On October 19, The Moscow Times reported that Russia had set a new record for COVID-19 fatalities: daily death counts of more than 1,000. Severely sick patients began overwhelming many hospitals. And President Vladimir Putin ordered Russians to take a week off work to stave off the surge in cases nationwide.
Ironically, Russia was the first country to announce a COVID-19 vaccine, known as Sputnik V, in August 2020. But one year after the vaccine’s rollout, which had Putin’s backing, only 19 percent of the population had been fully vaccinated with the two required doses. The figure now stands at only about 35 percent.
Putin may be partly to blame. He touted Sputnik V at the release as being safe and effective even though large-scale clinical trials hadn't begun. His claims met skepticism from some Russian medical authorities who urged Russia’s Ministry of Health to revoke Sputnik V’s registration until after the large trials could be completed.
Responding to the news of record daily deaths and low vaccination rates, Russian presidential spokesman Dmitry Peskov acknowledged the persistence of vaccine hesitancy.
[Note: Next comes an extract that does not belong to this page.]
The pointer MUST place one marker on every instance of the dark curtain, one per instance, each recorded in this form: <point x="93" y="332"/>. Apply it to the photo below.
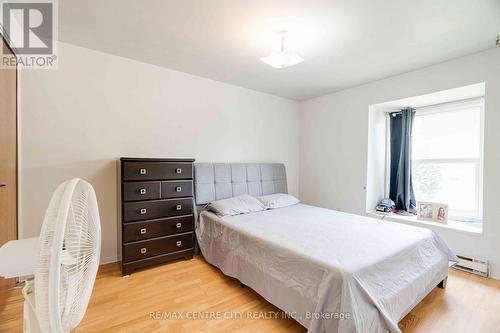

But he denied that it was tied to Sputnik V or any specific vaccine.
“This vaccinophobia, which some citizens have, is not related to vaccine brands at all,” he said.
Peskov’s statement is misleading.
In addition to the early Russian skepticism, Sputnik V has yet to gain full international acceptance despite evidence suggesting it is safe and effective.
Independent polling among Russians has shown great resistance to vaccination regardless of brand. In March, Reuters reported more than 60 percent of Russians in a Levada Center survey said they didn’t want Sputnik V. Most cited side effects as the reason. About 64 percent said they thought the coronavirus was made as a bioweapon.
By comparison, the Levada Center found that 69 percent of Russian doctors and medical specialists trusted Sputnik V as safe and effective.
There are a few other vaccinophobia factors to consider.
First, Russians have not had much choice. Authorities had earlier stopped foreign vaccine imports. A campaign in state-sponsored media also cast doubt on the efficacy and safety of foreign vaccines, particularly those from the U.S. Pfizer-BioNTech collaboration and the U.K.’s AstraZeneca.
There is evidence that Russians who can afford to do so are traveling outside to acquire Western vaccines. The Associated Press reported that Russians have been making trips to Serbia, a non-European Union country, to get the Pfizer-BioNTech shots and others.
Russian travel agencies arranged vaccine package tours. Some Russians interviewed said they wanted a foreign vaccine to be able to travel more widely.
About 50 countries are now open to travelers inoculated with approved vaccines, though not all approved vaccines are accepted in some countries. That and other inconsistent policies have created confusion for travelers, The New York Times reported.
Writing in July for Foreign Policy, Alexey Kovalev, investigative editor at the independent Russian publication Meduza, said the government simply blew its COVID-19 response.
“Despite having access to the brain power and resources of one of the most technologically advanced nations in the world, Russian authorities have repeatedly squandered almost every chance to beat the pandemic,” Kovalev said.
“Their massive, bloated propaganda apparatus failed to do the one job it was designed for: Get the message out. Instead, the pandemic has exacerbated the crisis of trust between the Russian government and citizens.”